AKI is a sudden episode of kidney failure or damage, preventing waste from being filtered within the body. The retrospective study looked at 152 admitted patients (97 with acute-COVID-19 and 55 with MIS-C) less than 18 years of age between March 9 and August 13, 2020.
From the cohort, AKI occurred in 8.2 percent (eight patients) with COVID-19 and 18.2 percent (10 patients) with MIS-C. Patients with MIS-C and AKI had greater systolic dysfunction (80 percent) – or poor heart function – compared to those without AKI (49 percent). Additionally, the length of hospitalization increased by more than eight days for those patients with AKI.
“The sudden surge of COVID-19 in children and development of the mysterious MIS-C presented clinicians a new challenge during the height of the pandemic,” said Christine B. Sethna, MD, associate professor at the Feinstein Institutes for Medical Research and principal investigator on the paper. “It is important for doctors on the frontlines and those caring for these children after discharge to understand the connection between kidney injury and COVID-19 or MIS-C.”

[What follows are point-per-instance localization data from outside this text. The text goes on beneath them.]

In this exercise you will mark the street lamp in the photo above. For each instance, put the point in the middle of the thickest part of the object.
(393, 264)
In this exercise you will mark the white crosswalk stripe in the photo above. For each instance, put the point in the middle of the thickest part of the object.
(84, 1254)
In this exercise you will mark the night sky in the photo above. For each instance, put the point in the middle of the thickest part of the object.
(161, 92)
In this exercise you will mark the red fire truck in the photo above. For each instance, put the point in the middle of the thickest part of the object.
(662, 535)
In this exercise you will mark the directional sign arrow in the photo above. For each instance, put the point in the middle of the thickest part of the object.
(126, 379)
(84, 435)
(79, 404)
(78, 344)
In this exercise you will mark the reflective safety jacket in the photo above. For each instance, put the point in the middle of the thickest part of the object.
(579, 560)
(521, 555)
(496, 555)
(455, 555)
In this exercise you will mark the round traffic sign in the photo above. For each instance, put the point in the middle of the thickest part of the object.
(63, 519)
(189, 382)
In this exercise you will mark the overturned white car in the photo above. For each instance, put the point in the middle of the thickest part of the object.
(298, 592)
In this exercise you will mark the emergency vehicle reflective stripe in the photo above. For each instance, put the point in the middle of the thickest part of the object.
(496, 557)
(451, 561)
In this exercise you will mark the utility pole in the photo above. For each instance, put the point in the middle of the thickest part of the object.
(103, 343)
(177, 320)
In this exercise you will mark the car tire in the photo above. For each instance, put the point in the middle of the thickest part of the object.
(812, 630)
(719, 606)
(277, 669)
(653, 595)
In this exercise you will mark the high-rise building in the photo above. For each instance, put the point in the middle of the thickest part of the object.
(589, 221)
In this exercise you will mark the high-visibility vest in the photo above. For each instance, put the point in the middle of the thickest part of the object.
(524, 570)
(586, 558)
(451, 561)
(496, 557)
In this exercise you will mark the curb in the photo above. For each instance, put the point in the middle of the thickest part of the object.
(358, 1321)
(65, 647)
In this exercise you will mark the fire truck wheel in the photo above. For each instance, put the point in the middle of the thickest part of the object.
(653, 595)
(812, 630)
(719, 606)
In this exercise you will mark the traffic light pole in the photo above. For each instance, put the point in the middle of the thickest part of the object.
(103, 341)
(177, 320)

Since the start of the pandemic, The Feinstein Institutes and Northwell Health’s Nephrology Division have led research nationwide to identify the risks and prevalence of kidney injury in COVID-19 patients. In May 2020, a team led by Kenar Jhaveri, MD, published results of the first large-scale COVID-19 study in Kidney International, which determined that 36.6 percent of hospitalized patients developed AKI. The latest study further draws a line to the virus’s devastating effects.
“This research reveals the risk of kidney injury, new clues into how COVID-19 progresses in children and untimely how we can treat the disease and its related complications,” said Abby Basalely, MD, assistant professor at the Donald and Barbara Zucker School of Medicine at Hofstra/Northwell and first author.
Dr. Sethna and team suggest that further research in larger pediatric cohorts is needed to better characterize AKI risk factors in acute-COVID-19 and MIS-C.
“The dangers of kidney injury have been linked to adult COVID-19, but the risk for children has been less well defined,” said Kevin J. Tracey, MD, president, and CEO of the Feinstein Institutes. “Dr. Sethna’s work provides valuable insights into the disease so clinicians on the frontlines can better treat that vulnerable population.”